OPTIMIZING GPT AND INDOBERT FOR SENTIMENT ANALYSIS AND CONSUMER TREND PREDICTION ON LAZADA PRODUCT REVIEWS

Arif Fitra Setyawan, Rozaq Isnaini Nugraha

Abstract


Sentiment analysis has become a vital approach in understanding customer opinions through textual reviews. One of the primary challenges in sentiment classification lies in class imbalance, where positive reviews often dominate the dataset. This imbalance causes machine learning models to be biased toward the majority class and underperform in detecting minority sentiments. To address this issue, this study applies the Synthetic Minority Oversampling Technique (SMOTE) and evaluates the performance of two Transformer-based models: Generative Pre-trained Transformer (GPT) as a baseline and IndoBERT as the primary model. The dataset consists of 12,704 product reviews from Lazada, obtained from the Kaggle platform, and is categorized into three sentiment classes (positive, neutral, negative). The data was split into 80% for training and 20% for testing. After preprocessing and applying SMOTE for data balancing, the fine-tuned IndoBERT model achieved the best performance with an accuracy of 88%, significantly outperforming GPT, which yielded only 47% accuracy in a zero-shot setting.

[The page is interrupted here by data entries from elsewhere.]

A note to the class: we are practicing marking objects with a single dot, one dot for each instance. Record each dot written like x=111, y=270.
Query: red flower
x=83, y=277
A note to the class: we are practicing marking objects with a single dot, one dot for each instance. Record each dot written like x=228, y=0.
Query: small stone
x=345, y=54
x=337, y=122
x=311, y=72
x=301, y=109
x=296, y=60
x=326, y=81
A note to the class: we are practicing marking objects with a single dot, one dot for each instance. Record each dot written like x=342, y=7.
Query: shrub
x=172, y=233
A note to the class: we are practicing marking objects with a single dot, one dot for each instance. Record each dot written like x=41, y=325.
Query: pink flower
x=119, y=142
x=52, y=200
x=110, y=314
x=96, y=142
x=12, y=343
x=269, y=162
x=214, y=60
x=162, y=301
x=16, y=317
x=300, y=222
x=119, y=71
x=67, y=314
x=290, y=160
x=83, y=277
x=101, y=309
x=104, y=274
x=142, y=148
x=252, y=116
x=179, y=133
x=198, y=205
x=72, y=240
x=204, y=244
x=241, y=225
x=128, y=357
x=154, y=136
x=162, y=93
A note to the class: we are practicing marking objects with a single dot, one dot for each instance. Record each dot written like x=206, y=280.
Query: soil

These findings highlight the critical role of addressing data imbalance and selecting context-aware models for improving sentiment classification accuracy in Indonesian language texts

Full Text:

PDF

References


R. M. R. W. P. K. Atmaja and W. Yustanti, “Analisis Sentimen Customer Review Aplikasi Ruang Guru Dengan Metode BERT (Bidirectional Encoder Representations from Transformers),” J. Emerg. Inf. Syst. Bus. Intell., vol. 2, no. 3, pp. 55–62, 2021, doi: 10.26740/jeisbi.v2i3.41567.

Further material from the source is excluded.